Really can`t cheer up You guys about this subject. That`s the nature! Of course we could create some artificial suspense, but that is really not the aim of this project. The main purpose is maybe mostly scientific - to learn habits of creatures who keep long distance from human. The second purpose is maybe that it is very much reality show and available for everybody.

But... after storks leaving their nest to head to south in the fall, i hope we cut some short best of of this summer.

Frank Hool
July 22nd, 2007, 03:36 PM
Learning to fly megamix (mms://video.eenet.ee/tooni/2007-07-16.asf)

Tony Davies-Patrick
July 26th, 2007, 08:17 AM
Nice footage, Frank, and much more interesting. I'd still edit it down to only a fraction of the long megamix and chuck in some fades between clips or changing light conditions (to prevent hard cuts). Place in some soft music and interesting background narrative about the birds and it will be a winner.

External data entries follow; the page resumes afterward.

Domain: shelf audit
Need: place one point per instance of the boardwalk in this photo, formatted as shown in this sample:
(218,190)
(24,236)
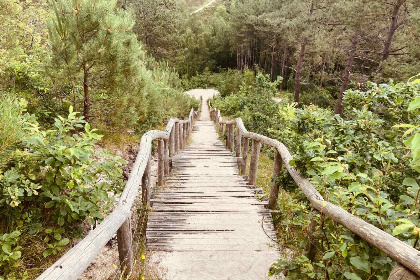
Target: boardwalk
(207,223)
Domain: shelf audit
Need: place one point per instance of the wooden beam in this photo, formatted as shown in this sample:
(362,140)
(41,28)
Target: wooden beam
(245,151)
(177,146)
(145,183)
(400,272)
(274,192)
(253,167)
(161,162)
(125,252)
(238,142)
(166,157)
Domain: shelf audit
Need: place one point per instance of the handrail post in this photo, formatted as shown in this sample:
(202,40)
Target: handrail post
(274,193)
(185,134)
(256,147)
(172,142)
(161,162)
(181,136)
(125,254)
(232,137)
(145,183)
(228,136)
(166,156)
(310,249)
(245,150)
(238,142)
(176,136)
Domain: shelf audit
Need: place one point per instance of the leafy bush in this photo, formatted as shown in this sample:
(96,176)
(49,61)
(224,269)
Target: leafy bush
(52,181)
(358,162)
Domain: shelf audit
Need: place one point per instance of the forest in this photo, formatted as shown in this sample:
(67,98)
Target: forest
(338,82)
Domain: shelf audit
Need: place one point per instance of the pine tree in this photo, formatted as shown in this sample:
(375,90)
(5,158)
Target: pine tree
(93,47)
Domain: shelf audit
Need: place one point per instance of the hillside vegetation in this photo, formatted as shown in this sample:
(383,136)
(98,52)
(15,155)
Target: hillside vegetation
(336,81)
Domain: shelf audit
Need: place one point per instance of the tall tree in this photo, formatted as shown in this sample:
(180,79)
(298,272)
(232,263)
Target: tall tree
(94,46)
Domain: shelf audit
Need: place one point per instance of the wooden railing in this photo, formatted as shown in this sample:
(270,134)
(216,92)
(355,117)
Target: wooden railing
(407,257)
(77,259)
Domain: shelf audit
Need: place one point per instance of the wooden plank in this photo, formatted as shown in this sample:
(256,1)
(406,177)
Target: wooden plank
(274,191)
(207,208)
(124,239)
(161,162)
(253,167)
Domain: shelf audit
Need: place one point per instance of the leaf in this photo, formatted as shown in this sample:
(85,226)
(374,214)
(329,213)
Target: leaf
(63,242)
(6,248)
(415,104)
(328,255)
(16,255)
(410,182)
(46,253)
(49,204)
(57,236)
(358,263)
(332,169)
(352,276)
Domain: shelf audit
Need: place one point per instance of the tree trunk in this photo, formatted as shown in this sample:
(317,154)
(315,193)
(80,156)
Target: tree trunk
(299,70)
(392,28)
(283,67)
(86,101)
(349,66)
(300,62)
(273,56)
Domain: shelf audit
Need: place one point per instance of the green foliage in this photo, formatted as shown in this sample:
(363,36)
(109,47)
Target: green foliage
(10,252)
(53,179)
(359,162)
(61,173)
(253,103)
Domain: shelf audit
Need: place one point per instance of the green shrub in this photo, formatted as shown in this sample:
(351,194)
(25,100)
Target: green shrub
(51,182)
(358,162)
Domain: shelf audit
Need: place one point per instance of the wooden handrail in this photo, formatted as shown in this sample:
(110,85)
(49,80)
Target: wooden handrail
(398,250)
(76,260)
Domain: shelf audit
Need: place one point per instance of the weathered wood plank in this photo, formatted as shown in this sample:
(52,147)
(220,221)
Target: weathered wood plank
(205,208)
(253,166)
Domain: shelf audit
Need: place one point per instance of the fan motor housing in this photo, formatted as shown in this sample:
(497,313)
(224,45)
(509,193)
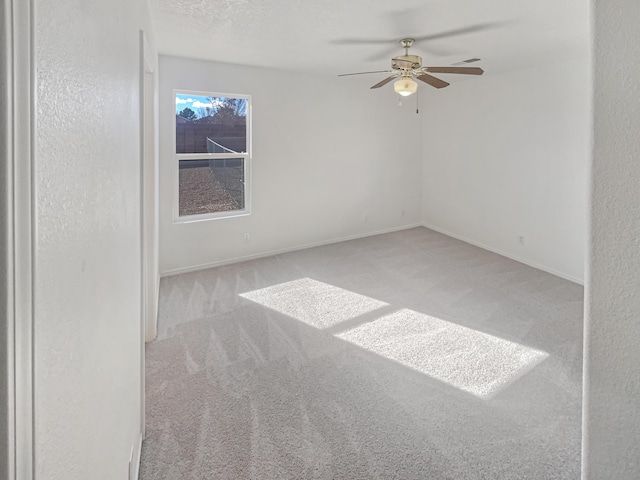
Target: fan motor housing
(406,62)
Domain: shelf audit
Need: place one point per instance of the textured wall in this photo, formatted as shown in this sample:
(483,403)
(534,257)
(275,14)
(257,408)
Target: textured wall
(326,151)
(507,155)
(87,214)
(612,368)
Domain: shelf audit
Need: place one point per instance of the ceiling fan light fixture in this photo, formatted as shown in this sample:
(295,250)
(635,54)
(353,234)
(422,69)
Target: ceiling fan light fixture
(405,86)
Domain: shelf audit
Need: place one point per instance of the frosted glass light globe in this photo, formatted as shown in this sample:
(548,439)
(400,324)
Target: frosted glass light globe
(405,86)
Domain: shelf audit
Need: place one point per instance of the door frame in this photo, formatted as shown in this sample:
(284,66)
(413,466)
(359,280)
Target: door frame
(17,237)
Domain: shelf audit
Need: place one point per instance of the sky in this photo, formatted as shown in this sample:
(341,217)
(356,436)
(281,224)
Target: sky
(197,103)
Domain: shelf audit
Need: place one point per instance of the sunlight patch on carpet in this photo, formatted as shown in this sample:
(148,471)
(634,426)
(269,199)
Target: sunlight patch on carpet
(315,303)
(472,361)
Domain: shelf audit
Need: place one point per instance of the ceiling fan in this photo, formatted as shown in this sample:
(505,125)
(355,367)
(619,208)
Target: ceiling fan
(407,67)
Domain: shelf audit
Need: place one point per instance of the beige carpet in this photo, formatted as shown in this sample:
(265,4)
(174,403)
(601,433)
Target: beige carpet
(408,355)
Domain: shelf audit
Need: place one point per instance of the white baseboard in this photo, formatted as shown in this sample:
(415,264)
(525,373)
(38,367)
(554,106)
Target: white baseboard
(178,271)
(508,255)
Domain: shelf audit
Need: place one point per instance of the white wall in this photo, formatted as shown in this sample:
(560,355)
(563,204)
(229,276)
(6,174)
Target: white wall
(611,446)
(87,219)
(507,155)
(326,151)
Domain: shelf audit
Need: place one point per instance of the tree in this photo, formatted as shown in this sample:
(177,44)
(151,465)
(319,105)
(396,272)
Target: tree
(188,114)
(232,111)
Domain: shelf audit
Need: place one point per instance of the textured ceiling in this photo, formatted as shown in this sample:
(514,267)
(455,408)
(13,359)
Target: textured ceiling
(343,36)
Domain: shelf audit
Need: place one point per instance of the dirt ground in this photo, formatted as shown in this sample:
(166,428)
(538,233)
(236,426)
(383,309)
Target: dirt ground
(202,191)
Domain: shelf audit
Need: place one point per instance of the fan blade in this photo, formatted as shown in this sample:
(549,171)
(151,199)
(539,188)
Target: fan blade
(364,73)
(461,70)
(458,31)
(384,82)
(433,81)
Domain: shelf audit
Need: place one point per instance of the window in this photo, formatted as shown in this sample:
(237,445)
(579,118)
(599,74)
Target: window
(212,155)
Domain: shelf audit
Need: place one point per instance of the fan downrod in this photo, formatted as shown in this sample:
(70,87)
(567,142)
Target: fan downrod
(406,44)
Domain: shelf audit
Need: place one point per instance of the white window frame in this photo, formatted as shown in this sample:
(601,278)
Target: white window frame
(246,156)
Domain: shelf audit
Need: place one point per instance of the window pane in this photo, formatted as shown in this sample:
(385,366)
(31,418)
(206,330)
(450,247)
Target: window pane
(211,185)
(210,124)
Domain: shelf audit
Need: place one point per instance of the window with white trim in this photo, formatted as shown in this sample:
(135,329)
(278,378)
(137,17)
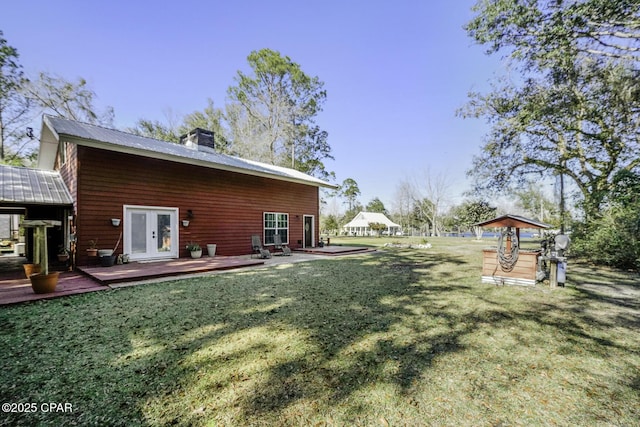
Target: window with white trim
(276,223)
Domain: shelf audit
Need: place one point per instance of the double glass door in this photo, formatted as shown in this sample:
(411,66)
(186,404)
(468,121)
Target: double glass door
(151,233)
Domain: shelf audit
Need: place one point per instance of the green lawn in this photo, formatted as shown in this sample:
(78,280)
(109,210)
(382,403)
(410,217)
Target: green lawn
(402,337)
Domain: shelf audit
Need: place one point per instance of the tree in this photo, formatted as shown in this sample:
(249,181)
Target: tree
(403,203)
(429,194)
(581,123)
(350,191)
(614,239)
(576,112)
(70,100)
(537,205)
(376,205)
(473,212)
(543,33)
(274,108)
(330,224)
(14,106)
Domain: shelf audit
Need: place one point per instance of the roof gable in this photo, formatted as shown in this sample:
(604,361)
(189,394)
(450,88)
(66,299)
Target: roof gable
(56,128)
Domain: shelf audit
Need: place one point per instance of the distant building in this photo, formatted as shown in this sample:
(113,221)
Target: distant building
(360,225)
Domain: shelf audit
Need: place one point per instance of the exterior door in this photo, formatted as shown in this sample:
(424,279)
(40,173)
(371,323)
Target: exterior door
(151,232)
(308,231)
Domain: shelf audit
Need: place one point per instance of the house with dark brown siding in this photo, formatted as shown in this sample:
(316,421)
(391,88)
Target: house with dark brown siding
(155,196)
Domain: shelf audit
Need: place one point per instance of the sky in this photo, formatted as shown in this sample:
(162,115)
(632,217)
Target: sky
(395,72)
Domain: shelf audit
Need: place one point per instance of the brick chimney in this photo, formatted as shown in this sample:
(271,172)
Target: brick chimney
(198,139)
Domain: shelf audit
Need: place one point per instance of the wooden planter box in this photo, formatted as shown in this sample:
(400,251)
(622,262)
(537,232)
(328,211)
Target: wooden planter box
(523,273)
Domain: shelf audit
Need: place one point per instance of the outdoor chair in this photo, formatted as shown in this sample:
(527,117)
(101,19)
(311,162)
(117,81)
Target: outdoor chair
(279,246)
(256,245)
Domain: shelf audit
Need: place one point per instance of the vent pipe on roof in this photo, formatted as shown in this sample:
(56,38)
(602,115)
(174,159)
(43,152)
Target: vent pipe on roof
(198,139)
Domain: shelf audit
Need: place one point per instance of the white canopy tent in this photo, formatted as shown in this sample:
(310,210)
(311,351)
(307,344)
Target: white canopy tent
(360,225)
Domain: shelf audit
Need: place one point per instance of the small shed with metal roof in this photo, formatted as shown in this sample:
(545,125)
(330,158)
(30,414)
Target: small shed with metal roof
(508,264)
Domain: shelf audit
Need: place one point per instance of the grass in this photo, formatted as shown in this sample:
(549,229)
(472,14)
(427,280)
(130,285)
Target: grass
(403,337)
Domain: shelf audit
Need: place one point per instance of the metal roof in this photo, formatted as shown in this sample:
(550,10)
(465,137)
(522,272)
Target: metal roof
(513,221)
(115,140)
(23,186)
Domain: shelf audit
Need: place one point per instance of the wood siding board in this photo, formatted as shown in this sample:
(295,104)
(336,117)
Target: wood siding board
(228,207)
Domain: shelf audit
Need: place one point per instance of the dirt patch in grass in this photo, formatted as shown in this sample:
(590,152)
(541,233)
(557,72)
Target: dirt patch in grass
(402,337)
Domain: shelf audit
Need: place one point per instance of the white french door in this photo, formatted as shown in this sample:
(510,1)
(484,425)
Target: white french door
(150,232)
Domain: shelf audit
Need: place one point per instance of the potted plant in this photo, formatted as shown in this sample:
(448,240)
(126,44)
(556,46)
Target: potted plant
(45,281)
(63,254)
(93,248)
(195,249)
(211,249)
(107,257)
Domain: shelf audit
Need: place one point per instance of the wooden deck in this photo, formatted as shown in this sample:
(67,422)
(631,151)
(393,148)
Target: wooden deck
(337,250)
(16,288)
(137,271)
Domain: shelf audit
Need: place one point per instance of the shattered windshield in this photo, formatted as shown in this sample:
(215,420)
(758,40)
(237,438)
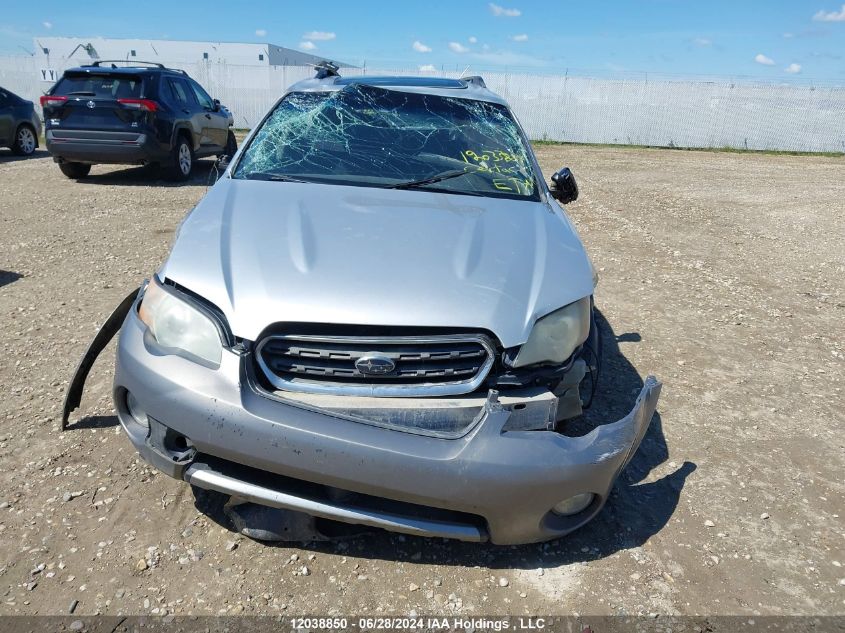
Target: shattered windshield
(367,136)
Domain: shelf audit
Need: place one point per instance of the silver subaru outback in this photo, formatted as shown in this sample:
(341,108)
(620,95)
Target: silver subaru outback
(379,315)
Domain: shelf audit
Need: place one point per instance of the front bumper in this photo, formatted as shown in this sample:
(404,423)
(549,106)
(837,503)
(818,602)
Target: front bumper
(488,485)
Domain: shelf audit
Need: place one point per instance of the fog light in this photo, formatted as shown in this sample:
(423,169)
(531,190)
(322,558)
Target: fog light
(573,505)
(135,410)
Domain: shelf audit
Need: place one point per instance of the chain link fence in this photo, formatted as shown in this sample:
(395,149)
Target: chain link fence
(624,110)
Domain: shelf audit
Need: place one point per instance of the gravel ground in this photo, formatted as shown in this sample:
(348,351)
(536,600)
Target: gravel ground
(720,273)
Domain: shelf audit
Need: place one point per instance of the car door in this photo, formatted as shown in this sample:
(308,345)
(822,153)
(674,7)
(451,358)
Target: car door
(183,101)
(6,119)
(216,121)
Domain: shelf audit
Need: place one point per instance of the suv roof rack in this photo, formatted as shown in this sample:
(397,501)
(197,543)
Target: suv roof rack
(326,69)
(99,62)
(475,80)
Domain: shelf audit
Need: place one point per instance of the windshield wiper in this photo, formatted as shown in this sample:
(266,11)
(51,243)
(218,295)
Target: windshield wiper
(257,175)
(445,175)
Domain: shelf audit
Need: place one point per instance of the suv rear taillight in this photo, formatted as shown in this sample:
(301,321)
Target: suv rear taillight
(147,105)
(51,100)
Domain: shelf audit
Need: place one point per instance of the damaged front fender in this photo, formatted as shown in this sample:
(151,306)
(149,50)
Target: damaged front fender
(98,344)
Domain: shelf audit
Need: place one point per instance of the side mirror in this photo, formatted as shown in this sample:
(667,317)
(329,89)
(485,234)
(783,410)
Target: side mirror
(564,188)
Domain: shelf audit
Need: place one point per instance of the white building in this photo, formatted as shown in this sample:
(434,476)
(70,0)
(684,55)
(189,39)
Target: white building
(65,51)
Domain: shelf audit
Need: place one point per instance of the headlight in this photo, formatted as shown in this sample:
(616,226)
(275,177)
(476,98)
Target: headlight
(176,324)
(556,335)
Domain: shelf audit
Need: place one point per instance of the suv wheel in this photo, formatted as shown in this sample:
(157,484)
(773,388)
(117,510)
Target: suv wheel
(183,159)
(25,141)
(75,170)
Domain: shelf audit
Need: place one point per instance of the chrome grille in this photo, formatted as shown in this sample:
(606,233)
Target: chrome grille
(344,365)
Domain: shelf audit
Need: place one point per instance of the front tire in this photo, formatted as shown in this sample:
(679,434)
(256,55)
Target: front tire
(182,160)
(25,141)
(75,170)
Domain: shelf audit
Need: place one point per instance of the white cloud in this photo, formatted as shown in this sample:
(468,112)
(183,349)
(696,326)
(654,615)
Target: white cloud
(830,16)
(320,36)
(499,11)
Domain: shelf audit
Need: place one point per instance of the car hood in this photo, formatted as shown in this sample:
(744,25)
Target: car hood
(266,252)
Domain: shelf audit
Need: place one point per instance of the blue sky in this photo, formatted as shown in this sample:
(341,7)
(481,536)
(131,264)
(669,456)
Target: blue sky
(774,39)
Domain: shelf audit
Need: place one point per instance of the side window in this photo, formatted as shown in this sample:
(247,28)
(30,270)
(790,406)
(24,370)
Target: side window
(202,96)
(177,91)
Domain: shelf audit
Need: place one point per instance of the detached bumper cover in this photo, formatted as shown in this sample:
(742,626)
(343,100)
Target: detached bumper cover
(509,480)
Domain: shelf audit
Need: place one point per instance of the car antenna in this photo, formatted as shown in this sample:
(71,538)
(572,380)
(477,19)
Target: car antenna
(326,69)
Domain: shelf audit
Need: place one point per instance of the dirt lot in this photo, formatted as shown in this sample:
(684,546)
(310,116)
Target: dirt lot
(720,273)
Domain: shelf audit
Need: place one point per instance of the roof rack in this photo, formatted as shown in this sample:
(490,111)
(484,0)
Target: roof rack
(327,69)
(99,62)
(475,80)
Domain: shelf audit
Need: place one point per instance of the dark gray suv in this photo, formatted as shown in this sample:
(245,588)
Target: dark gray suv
(19,125)
(141,115)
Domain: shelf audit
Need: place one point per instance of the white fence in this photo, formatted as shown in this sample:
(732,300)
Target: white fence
(627,111)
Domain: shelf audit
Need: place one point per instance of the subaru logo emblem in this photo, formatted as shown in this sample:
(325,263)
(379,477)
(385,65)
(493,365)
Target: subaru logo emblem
(374,364)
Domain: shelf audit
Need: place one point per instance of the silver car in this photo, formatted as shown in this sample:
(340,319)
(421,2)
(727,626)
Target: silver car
(379,315)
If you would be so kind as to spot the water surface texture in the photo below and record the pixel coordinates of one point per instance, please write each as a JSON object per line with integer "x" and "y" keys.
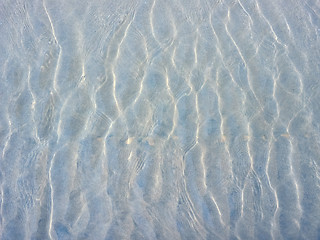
{"x": 160, "y": 119}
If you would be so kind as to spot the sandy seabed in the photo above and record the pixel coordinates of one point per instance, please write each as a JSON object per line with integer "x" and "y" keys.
{"x": 156, "y": 119}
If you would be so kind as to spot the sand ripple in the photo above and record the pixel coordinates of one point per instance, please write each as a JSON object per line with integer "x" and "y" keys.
{"x": 159, "y": 119}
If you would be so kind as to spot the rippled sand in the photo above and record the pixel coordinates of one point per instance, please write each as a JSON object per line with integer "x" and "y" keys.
{"x": 158, "y": 119}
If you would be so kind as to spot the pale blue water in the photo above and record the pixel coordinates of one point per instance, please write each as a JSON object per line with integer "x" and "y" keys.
{"x": 160, "y": 119}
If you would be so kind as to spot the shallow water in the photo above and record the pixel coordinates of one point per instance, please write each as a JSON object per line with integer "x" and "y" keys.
{"x": 190, "y": 119}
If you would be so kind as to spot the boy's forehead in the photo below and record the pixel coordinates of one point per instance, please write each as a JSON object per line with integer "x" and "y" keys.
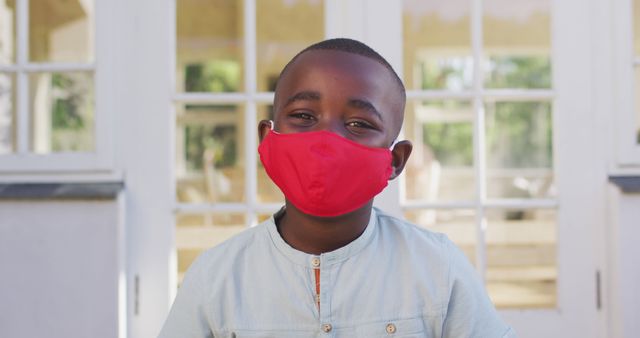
{"x": 347, "y": 62}
{"x": 307, "y": 66}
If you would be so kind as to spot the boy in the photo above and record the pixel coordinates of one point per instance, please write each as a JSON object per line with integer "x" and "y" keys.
{"x": 329, "y": 264}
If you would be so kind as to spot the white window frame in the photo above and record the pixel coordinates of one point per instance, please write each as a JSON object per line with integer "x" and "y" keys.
{"x": 626, "y": 90}
{"x": 23, "y": 161}
{"x": 576, "y": 282}
{"x": 377, "y": 22}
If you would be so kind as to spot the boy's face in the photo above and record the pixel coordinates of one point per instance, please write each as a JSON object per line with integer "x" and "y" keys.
{"x": 347, "y": 94}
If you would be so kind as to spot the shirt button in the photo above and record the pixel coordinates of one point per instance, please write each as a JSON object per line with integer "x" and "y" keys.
{"x": 391, "y": 328}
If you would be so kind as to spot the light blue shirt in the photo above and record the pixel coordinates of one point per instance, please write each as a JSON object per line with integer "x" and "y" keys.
{"x": 395, "y": 280}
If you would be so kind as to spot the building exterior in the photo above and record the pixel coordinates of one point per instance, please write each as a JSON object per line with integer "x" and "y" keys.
{"x": 128, "y": 136}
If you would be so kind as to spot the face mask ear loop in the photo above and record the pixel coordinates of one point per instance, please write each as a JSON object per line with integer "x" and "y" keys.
{"x": 393, "y": 144}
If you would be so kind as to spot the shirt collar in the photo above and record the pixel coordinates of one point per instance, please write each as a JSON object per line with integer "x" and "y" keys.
{"x": 327, "y": 258}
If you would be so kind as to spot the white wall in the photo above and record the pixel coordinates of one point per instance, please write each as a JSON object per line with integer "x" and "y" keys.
{"x": 59, "y": 269}
{"x": 624, "y": 314}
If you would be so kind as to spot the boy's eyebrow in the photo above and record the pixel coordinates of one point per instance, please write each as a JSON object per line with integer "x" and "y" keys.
{"x": 366, "y": 105}
{"x": 303, "y": 96}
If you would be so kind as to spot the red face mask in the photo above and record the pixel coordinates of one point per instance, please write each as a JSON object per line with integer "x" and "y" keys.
{"x": 324, "y": 174}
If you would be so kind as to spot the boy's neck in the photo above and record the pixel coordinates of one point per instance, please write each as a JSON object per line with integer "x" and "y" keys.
{"x": 316, "y": 235}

I would have liked to have seen higher quality imagery, and maybe at least one or two different camera angles. If you were unable to reset the camera position, it can be helpful to use a wireless remote control to zoom the lens wide and then tight to take in different viewpoints of the same subject (depending on your camera model of course).

Bob Thompson
July 29th, 2007, 10:18 PM
At 1208pm 30th July (Hong Kong time +8GMT) I was fortunate enough to see the second Black stork chick leave the nest, there is now just one lone chick gathering up the courage to fly.

Thanks to all those involved in the project for supplying such marvelous pictures and sound

Bob Thompson

Bob Thompson
July 30th, 2007, 05:51 AM
Surprise, Surprise, it is now 1945 HK time (+8 GMT) and the 2 chicks that flew off this morning are now back on the nest - total 3 in the nest

Bob

Frank Hool
August 1st, 2007, 05:25 PM
Bob, You`re really lucky. I`ve never catch them flying "live". But recordings are here (mms://video.eenet.ee/tooni/2007-08-01.asf).

Frank Hool
August 14th, 2007, 07:44 AM
one of three chicks is lost second week already. He seemes to be dead.

Frank Hool
August 31st, 2007, 07:24 AM
So, this is the end for this year. Tooni(male stork) is some hunderds kilometers away from Estonia. He got new radio transmitter, so we will trace it whole winter. Chick will stay close for awhile. They fly now fluently.
Learning to fly (mms://video.eenet.ee/tooni/2007-08-01.asf). So thanks everyone for being interested. I hope this project will continue next spring. Just a little before storks arrive to the nest.